L’assessore Simona Baldassarre annuncia un’emissione di fondi senza precedenti da parte della Regione Lazio per le risorse dedicate alle donne ed ai minori vittime di violenza.
“Una Regione più attenta alle donne e ai minori, con fondi, slancio e impegno. Nel quadro della programmazione annuale dei fondi ministeriali per le Pari Opportunità, in crescita quest’anno, abbiamo investito più risorse per le donne vittime di violenza e per i minori vittime di violenza assistita.” Queste le parole in aperura del comunicato dell’Assessore alla Cultura, alle Pari Opportunità, alle Politiche Giovanili e della Famiglia, e al Servizio civile della Regione Lazio.
La violenza di genere continua a primeggiare tra i temi focali della politica, regionale in questo caso: “Questo dimostra un impegno senza precedenti, evidente anche dall’aumento fortemente voluto dalla Giunta Rocca dei fondi del bilancio regionale destinati alle donne”, continua Baldassarre.

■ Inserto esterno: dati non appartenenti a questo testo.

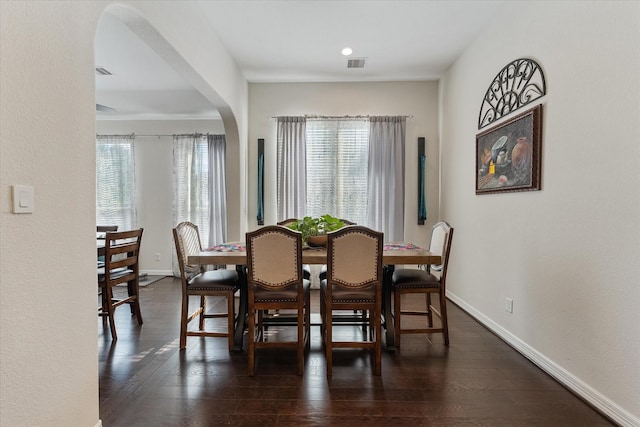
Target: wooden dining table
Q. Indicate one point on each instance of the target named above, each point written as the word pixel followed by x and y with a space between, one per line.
pixel 234 253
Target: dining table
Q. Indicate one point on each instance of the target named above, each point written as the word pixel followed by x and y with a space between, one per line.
pixel 397 253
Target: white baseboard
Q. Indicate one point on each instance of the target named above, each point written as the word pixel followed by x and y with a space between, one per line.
pixel 593 397
pixel 158 272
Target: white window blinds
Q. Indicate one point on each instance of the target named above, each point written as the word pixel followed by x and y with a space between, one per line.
pixel 337 157
pixel 115 181
pixel 191 182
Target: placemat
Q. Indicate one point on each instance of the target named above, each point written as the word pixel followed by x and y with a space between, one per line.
pixel 228 247
pixel 400 247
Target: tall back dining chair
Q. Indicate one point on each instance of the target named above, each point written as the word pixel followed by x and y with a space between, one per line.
pixel 275 282
pixel 429 281
pixel 323 270
pixel 121 265
pixel 354 282
pixel 196 281
pixel 105 228
pixel 306 268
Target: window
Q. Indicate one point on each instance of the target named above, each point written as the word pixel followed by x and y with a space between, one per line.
pixel 115 182
pixel 191 182
pixel 337 156
pixel 352 168
pixel 200 184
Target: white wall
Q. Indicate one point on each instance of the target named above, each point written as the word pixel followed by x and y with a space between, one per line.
pixel 417 99
pixel 154 181
pixel 568 255
pixel 48 351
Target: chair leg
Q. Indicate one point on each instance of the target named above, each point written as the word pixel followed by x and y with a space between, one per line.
pixel 252 343
pixel 230 318
pixel 307 322
pixel 328 339
pixel 203 305
pixel 378 343
pixel 134 289
pixel 443 318
pixel 429 310
pixel 183 321
pixel 110 311
pixel 301 344
pixel 397 315
pixel 322 317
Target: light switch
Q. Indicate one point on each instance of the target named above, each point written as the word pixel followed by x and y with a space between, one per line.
pixel 22 199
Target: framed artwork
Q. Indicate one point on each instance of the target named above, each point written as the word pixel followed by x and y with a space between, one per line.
pixel 508 156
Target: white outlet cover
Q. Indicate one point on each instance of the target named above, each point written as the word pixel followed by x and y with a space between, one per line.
pixel 22 199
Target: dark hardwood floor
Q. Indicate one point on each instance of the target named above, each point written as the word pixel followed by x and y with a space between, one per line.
pixel 479 380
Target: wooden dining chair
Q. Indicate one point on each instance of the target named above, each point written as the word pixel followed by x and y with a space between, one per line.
pixel 306 268
pixel 428 282
pixel 354 282
pixel 196 281
pixel 121 265
pixel 105 228
pixel 275 282
pixel 323 270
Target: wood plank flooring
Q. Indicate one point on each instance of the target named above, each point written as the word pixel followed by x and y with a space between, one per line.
pixel 478 381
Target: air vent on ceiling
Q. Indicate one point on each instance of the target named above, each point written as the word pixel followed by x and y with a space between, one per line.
pixel 101 71
pixel 104 109
pixel 356 63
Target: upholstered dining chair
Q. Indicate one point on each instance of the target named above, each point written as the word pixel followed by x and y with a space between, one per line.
pixel 323 270
pixel 429 281
pixel 306 268
pixel 275 282
pixel 121 255
pixel 105 228
pixel 354 282
pixel 196 281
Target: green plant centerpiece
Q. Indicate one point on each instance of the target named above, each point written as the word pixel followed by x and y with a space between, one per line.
pixel 314 229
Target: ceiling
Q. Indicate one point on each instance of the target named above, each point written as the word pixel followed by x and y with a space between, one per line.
pixel 291 41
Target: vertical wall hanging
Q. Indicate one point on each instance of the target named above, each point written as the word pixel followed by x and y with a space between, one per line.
pixel 260 215
pixel 422 173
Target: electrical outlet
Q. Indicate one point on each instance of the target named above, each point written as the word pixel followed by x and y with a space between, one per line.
pixel 508 305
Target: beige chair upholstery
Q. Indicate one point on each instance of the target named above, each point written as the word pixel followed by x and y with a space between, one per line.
pixel 306 268
pixel 202 283
pixel 275 282
pixel 121 253
pixel 354 282
pixel 323 270
pixel 105 228
pixel 431 281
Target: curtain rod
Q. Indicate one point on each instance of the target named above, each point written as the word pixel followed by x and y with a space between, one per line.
pixel 135 135
pixel 315 116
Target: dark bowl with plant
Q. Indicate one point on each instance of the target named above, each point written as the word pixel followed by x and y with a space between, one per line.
pixel 314 229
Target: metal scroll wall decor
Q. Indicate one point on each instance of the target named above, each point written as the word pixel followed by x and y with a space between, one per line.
pixel 260 216
pixel 516 85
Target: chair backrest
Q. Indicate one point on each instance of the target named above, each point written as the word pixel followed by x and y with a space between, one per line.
pixel 354 257
pixel 121 255
pixel 441 237
pixel 187 240
pixel 274 257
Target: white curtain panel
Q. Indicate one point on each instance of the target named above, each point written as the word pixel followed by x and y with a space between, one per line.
pixel 291 162
pixel 115 181
pixel 386 176
pixel 217 190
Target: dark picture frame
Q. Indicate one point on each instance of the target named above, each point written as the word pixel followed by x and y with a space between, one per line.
pixel 508 156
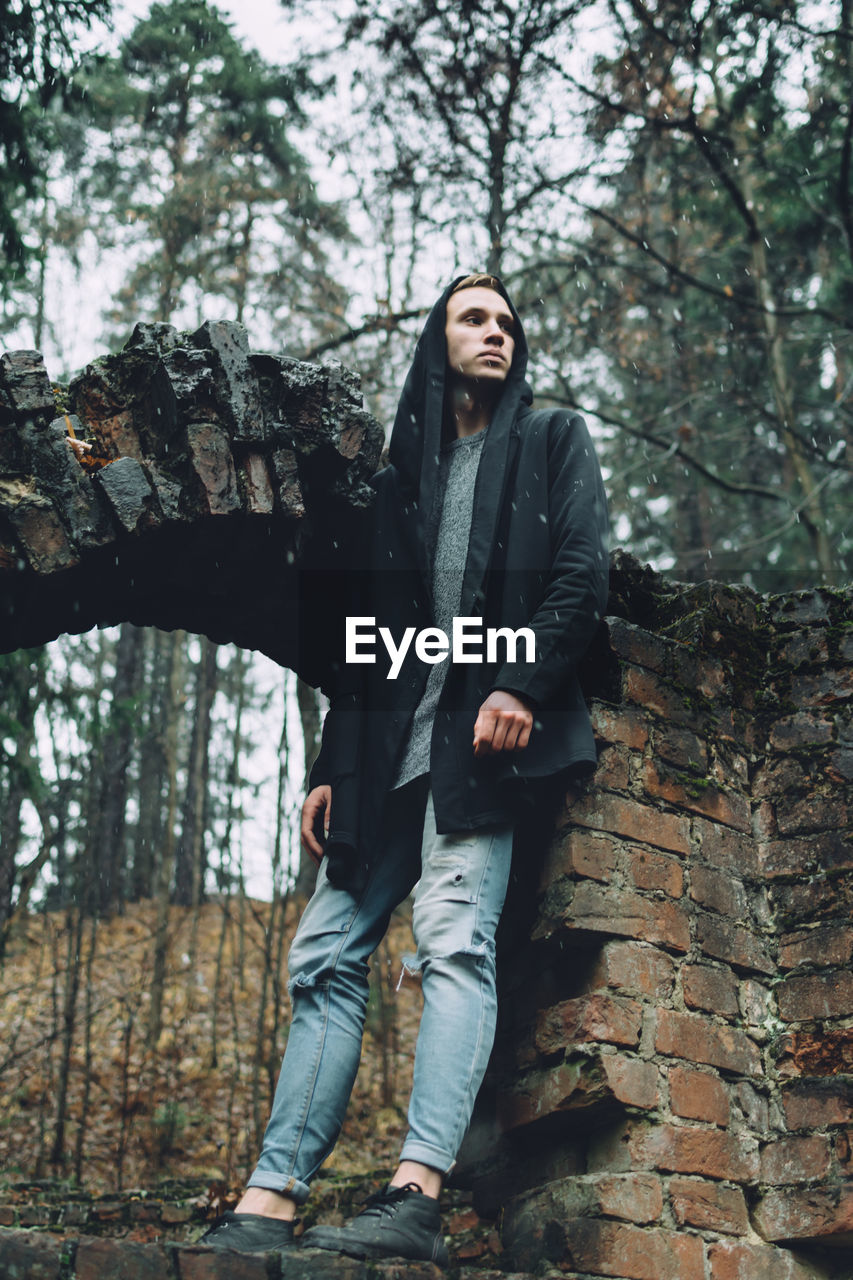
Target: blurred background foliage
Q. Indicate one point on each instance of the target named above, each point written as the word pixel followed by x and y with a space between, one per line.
pixel 664 186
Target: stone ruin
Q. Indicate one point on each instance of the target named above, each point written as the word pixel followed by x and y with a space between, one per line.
pixel 671 1091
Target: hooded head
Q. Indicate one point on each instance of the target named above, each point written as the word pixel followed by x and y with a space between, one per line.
pixel 416 435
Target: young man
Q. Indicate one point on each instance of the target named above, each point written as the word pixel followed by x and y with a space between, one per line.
pixel 491 512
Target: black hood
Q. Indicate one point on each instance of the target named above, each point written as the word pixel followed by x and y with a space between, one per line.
pixel 416 434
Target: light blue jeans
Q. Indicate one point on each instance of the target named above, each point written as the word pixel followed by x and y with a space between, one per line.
pixel 461 885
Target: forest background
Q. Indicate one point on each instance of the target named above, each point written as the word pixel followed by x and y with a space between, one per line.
pixel 666 190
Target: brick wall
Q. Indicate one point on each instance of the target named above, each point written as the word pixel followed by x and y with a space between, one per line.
pixel 671 1093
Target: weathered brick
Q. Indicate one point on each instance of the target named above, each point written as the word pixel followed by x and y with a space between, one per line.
pixel 612 1019
pixel 28 1256
pixel 570 1086
pixel 752 1105
pixel 806 607
pixel 314 1265
pixel 633 1197
pixel 824 689
pixel 614 768
pixel 547 1224
pixel 826 1052
pixel 619 912
pixel 680 746
pixel 744 1261
pixel 804 648
pixel 692 1150
pixel 817 1104
pixel 119 1260
pixel 825 945
pixel 633 819
pixel 698 1096
pixel 719 891
pixel 735 944
pixel 810 813
pixel 815 1214
pixel 779 776
pixel 830 850
pixel 796 1160
pixel 755 1001
pixel 696 1038
pixel 176 1214
pixel 637 645
pixel 633 1082
pixel 656 695
pixel 579 853
pixel 35 1215
pixel 634 968
pixel 817 899
pixel 633 1252
pixel 802 728
pixel 619 725
pixel 708 1206
pixel 651 871
pixel 697 795
pixel 819 995
pixel 710 987
pixel 728 849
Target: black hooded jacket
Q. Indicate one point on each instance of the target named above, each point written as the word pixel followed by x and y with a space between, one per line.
pixel 537 558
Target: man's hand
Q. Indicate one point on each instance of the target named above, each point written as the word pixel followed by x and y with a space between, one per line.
pixel 316 804
pixel 503 723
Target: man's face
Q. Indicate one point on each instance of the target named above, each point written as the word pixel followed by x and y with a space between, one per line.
pixel 479 333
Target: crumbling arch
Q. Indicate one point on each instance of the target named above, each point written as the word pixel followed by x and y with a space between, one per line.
pixel 200 481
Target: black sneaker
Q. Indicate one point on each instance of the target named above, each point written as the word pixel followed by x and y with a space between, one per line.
pixel 249 1233
pixel 396 1223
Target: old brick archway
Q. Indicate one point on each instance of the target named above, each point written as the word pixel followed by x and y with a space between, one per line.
pixel 671 1095
pixel 214 476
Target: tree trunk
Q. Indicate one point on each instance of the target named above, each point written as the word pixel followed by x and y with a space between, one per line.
pixel 190 856
pixel 117 749
pixel 177 643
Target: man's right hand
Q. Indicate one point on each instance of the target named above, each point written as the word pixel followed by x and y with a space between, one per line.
pixel 318 804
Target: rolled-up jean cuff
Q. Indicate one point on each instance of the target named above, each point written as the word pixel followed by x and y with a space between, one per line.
pixel 425 1155
pixel 270 1182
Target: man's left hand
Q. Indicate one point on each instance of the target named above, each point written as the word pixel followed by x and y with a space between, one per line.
pixel 503 723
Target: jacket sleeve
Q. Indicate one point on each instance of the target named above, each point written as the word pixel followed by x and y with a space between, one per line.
pixel 575 595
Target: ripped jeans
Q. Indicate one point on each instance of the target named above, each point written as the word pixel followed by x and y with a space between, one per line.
pixel 461 885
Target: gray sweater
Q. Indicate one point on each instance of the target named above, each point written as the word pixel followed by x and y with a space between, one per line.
pixel 450 531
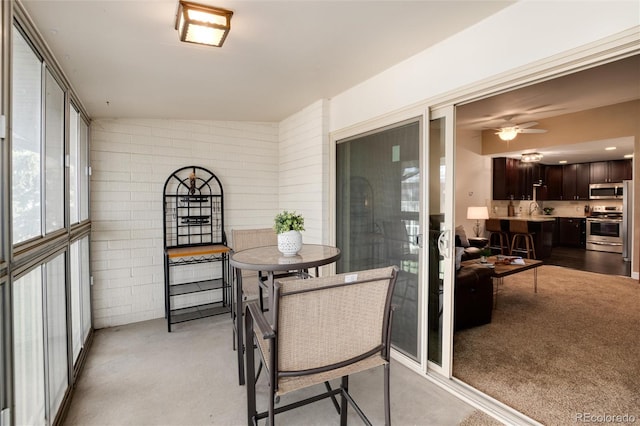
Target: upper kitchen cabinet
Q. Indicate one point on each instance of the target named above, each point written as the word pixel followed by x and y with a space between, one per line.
pixel 610 171
pixel 529 174
pixel 553 182
pixel 575 181
pixel 506 179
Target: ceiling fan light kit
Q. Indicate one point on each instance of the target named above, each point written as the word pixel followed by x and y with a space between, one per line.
pixel 510 130
pixel 507 133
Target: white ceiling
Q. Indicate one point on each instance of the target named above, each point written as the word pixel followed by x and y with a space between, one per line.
pixel 607 84
pixel 124 58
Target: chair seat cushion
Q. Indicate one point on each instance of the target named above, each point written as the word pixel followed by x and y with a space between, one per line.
pixel 289 384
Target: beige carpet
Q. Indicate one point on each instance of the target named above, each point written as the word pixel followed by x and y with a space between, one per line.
pixel 568 354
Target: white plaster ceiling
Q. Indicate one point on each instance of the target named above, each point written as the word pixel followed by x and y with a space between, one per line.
pixel 608 84
pixel 124 59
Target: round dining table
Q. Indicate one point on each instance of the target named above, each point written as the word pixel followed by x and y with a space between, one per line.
pixel 268 260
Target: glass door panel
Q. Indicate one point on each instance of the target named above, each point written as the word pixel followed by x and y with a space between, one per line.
pixel 378 217
pixel 28 350
pixel 440 205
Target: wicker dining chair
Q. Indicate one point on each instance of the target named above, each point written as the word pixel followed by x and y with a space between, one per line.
pixel 323 329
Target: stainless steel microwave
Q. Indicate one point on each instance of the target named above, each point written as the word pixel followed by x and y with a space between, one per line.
pixel 606 191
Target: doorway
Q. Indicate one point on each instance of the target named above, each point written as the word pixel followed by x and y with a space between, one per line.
pixel 378 178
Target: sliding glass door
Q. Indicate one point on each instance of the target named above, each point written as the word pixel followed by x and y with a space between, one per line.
pixel 440 241
pixel 378 212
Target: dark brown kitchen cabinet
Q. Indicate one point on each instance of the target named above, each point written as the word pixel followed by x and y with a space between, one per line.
pixel 553 182
pixel 610 171
pixel 575 181
pixel 506 179
pixel 620 170
pixel 571 232
pixel 529 174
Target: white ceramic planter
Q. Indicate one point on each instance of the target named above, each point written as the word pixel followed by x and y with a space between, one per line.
pixel 290 243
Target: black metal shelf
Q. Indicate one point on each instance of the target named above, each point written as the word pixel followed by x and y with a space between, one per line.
pixel 196 286
pixel 199 311
pixel 194 234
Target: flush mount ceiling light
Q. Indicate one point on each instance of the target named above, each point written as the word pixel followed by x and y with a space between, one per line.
pixel 531 157
pixel 197 23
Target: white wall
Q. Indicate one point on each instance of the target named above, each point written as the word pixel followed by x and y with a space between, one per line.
pixel 473 178
pixel 526 32
pixel 131 159
pixel 304 169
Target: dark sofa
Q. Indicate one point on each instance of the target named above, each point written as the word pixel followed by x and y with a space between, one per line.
pixel 473 297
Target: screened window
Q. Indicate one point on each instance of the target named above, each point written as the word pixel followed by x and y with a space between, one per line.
pixel 78 167
pixel 28 349
pixel 54 152
pixel 80 294
pixel 83 163
pixel 56 332
pixel 36 155
pixel 26 146
pixel 74 147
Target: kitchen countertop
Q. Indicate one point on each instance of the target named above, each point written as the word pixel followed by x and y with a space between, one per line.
pixel 534 218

Nel 2024 i fondi del Dipartimento per le Pari Opportunità sono stati pari a 4.417.167,33 euro, registrando un incremento di +1.435.066,33 rispetto all’anno precedente. Numeri promettenti, che raccontano di un nuovo atteggiamento nei confronti della violenza di genere e del sostegno alle vittime.
Di fatto, aumentano anche le somme destinate alle Case Rifugio ed ai Centri Antiviolenza, attori essenziali nel percorso riabilitativo delle vittime. Il plafond previsto di 2.122.101 euro nel 2023 raggiunge quest’anno i 3.104.667,33 euro e segna un nuovo record, mai prima sono state stanziate cifre di questa portata. “Ciò vuol dire che CAV e CR riceveranno la più alta quota mai stanziata. Aumenta anche la dotazione, rispetto al 2023, per i progetti rivolti ai minori vittime di violenza assistita, e 1 milione di euro è stato assegnato al Contributo di Libertà, la somma più alta mai programmata per il progetto della Regione Lazio rivolto alle donne, sole o con figli minori, al fine di riconoscere loro un sostegno economico durante la delicata fase di conquista dell’autonomia personale dopo un percorso di fuoriuscita dalla violenza” conclude l’Assessore.